That’s why Advocate is just as important. It was a court word used by the person who spoke up for the accused. The word means to stand side by side, right next to the other person, the accused. When you are in a court of law and being accused of something, you, as the defendant, don’t speak. The lawyer, the advocate, speaks for you. He understands the law and understands the case.

What John is trying to tell us is that when we sin, not if we sin, we have an Advocate who has an open-and-shut case on our behalf. It’s not how good we are or how many successful sinless days we have. It’s that our Advocate, Jesus, shows the smoking-gun evidence of why we are innocent: His blood. His shed blood was spilled on our behalf. We don’t say a word because the blood speaks for itself. We are found innocent and propitiated at that moment.

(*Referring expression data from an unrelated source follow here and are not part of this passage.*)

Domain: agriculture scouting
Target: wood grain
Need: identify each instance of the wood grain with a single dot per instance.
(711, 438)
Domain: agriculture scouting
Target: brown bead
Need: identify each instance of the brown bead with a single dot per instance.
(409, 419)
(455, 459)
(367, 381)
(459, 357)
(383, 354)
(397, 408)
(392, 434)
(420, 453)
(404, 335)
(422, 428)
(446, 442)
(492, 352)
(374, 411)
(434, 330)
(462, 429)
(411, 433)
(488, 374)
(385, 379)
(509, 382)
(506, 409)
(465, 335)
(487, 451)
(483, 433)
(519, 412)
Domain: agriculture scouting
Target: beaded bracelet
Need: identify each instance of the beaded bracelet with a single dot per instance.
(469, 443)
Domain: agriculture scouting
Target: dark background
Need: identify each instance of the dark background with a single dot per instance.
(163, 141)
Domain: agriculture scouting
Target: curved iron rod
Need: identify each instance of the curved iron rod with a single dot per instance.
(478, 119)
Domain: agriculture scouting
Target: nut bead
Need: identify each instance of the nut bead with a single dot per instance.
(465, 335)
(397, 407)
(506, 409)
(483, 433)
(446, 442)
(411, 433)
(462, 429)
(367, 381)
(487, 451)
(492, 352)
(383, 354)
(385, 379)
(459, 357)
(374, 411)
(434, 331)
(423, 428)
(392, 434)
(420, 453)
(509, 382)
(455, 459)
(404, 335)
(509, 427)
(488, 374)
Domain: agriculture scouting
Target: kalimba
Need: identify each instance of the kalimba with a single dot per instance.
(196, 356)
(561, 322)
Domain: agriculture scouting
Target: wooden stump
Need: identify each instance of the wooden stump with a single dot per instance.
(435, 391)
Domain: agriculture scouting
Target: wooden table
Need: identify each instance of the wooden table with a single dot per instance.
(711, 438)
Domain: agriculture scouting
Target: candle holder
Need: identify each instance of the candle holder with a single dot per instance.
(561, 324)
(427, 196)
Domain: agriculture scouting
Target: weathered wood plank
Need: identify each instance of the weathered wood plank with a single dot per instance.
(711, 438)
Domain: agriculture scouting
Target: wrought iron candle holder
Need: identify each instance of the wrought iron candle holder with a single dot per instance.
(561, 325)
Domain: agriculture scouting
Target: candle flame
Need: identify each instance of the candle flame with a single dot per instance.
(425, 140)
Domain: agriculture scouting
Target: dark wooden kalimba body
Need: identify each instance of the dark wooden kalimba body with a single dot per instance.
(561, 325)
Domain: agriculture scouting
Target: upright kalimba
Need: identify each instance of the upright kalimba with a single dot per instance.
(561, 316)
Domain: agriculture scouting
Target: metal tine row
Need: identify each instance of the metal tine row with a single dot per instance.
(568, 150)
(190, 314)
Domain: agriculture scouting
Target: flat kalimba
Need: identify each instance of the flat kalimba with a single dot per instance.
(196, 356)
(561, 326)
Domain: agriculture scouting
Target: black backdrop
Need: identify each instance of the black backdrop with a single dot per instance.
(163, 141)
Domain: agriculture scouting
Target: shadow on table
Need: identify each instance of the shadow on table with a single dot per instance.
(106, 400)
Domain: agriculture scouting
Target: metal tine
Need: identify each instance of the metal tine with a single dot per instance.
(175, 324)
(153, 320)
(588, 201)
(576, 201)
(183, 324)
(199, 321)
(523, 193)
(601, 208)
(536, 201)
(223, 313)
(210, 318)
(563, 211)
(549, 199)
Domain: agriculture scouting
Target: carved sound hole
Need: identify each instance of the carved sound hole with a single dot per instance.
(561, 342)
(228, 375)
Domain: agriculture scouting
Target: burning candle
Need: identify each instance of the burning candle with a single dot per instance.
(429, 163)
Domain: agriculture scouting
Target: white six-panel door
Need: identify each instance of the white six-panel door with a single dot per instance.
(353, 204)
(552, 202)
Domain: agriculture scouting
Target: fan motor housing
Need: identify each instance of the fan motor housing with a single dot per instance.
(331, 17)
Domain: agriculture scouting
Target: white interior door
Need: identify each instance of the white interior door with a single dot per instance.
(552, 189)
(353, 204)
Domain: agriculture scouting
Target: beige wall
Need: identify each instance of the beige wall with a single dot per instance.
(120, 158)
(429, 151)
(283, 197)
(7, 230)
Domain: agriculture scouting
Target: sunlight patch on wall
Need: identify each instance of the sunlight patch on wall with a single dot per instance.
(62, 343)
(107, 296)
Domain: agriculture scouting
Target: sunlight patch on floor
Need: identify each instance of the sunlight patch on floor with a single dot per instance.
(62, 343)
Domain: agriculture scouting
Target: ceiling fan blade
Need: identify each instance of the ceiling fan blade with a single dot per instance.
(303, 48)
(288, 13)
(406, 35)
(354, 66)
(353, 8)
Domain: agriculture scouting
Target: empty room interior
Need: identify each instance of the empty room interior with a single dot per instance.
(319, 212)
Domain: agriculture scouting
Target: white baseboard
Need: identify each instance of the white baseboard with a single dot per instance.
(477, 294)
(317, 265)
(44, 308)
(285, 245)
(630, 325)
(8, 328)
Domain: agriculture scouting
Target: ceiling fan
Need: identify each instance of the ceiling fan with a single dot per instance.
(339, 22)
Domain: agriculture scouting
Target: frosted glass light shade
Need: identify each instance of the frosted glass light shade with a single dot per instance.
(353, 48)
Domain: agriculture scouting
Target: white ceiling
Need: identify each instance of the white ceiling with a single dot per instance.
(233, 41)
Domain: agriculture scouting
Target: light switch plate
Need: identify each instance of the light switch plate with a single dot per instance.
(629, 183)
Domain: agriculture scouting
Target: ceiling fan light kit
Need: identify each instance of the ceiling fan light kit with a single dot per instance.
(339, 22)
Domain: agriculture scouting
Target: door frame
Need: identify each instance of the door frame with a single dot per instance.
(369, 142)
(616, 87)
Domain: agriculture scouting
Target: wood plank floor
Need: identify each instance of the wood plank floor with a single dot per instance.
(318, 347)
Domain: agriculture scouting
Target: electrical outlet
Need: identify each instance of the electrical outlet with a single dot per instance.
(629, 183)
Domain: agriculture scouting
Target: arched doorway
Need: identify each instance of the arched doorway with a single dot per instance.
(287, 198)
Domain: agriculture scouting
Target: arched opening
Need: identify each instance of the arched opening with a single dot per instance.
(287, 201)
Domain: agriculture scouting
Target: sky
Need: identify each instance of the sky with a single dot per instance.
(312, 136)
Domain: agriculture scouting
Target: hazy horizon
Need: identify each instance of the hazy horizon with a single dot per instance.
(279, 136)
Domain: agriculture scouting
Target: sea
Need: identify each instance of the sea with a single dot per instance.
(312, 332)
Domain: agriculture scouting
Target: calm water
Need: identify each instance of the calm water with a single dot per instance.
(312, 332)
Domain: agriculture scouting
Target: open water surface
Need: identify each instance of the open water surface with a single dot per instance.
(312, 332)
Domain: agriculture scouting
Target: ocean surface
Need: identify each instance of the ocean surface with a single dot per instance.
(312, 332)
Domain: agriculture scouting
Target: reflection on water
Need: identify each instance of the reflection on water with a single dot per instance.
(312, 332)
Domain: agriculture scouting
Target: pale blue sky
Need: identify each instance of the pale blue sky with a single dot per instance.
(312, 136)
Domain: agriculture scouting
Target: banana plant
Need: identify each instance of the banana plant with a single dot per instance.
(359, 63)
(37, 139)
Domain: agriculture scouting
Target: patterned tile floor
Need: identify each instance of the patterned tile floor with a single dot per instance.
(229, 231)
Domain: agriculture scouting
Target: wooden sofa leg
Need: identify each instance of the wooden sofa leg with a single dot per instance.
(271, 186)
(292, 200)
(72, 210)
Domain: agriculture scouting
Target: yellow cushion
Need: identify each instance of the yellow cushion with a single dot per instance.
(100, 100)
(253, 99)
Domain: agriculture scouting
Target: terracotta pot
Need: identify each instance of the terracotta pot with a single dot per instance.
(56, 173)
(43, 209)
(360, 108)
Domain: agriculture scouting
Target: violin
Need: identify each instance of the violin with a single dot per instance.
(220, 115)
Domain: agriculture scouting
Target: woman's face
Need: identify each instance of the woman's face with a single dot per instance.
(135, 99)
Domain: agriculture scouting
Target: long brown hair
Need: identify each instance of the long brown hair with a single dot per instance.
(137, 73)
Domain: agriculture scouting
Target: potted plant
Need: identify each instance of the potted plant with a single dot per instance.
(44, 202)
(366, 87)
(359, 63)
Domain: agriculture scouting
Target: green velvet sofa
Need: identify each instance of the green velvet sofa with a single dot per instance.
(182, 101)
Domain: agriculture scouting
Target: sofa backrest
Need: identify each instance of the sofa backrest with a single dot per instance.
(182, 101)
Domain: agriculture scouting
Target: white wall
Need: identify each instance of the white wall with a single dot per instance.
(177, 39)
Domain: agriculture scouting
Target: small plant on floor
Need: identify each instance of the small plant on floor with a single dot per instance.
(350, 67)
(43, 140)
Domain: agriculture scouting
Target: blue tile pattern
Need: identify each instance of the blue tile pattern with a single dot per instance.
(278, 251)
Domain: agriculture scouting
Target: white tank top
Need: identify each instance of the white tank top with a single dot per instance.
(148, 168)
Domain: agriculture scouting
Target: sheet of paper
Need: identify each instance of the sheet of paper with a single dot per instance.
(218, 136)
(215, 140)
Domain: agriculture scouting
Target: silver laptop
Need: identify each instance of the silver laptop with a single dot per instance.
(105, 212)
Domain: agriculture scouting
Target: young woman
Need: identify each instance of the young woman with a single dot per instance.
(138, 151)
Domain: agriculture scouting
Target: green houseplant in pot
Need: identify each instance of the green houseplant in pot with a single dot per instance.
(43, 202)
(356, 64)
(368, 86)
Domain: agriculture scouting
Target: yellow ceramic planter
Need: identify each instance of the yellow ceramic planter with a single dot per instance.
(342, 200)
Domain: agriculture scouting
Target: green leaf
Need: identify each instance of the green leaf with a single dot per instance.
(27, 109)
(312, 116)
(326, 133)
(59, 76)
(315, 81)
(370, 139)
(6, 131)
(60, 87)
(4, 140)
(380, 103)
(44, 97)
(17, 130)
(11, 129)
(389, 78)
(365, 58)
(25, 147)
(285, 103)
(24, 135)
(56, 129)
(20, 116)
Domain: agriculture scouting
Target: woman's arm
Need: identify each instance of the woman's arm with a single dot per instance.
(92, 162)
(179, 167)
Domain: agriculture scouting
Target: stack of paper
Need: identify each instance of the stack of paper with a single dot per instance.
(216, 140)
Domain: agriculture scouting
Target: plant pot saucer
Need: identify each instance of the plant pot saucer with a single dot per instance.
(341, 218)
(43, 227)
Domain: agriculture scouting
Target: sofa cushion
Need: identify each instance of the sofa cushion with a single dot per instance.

Charles Spurgeon tells us why this is beyond the courts of men and for the court of heaven and why being good or moral isn’t enough: “Morality may keep you out of jail, but it takes the blood of Jesus Christ to keep you out of hell.” Like the old hymn says, “What can wash away my sin? Nothing but the blood of Jesus. What can make me whole again? Nothing but the blood of Jesus.”

As a Christian, I am not sinless, but when I become a Christian, I will sin less and less. But I still sin and need something to fall on and into. We fall into our great Advocate, Jesus. After we get saved, we must not forget our greatest safety device, the blood of Jesus. We have an Advocate, and that Advocate has an open-and-shut case. The best thing we can do is keep our mouth shut and let Him present that case to God on our behalf.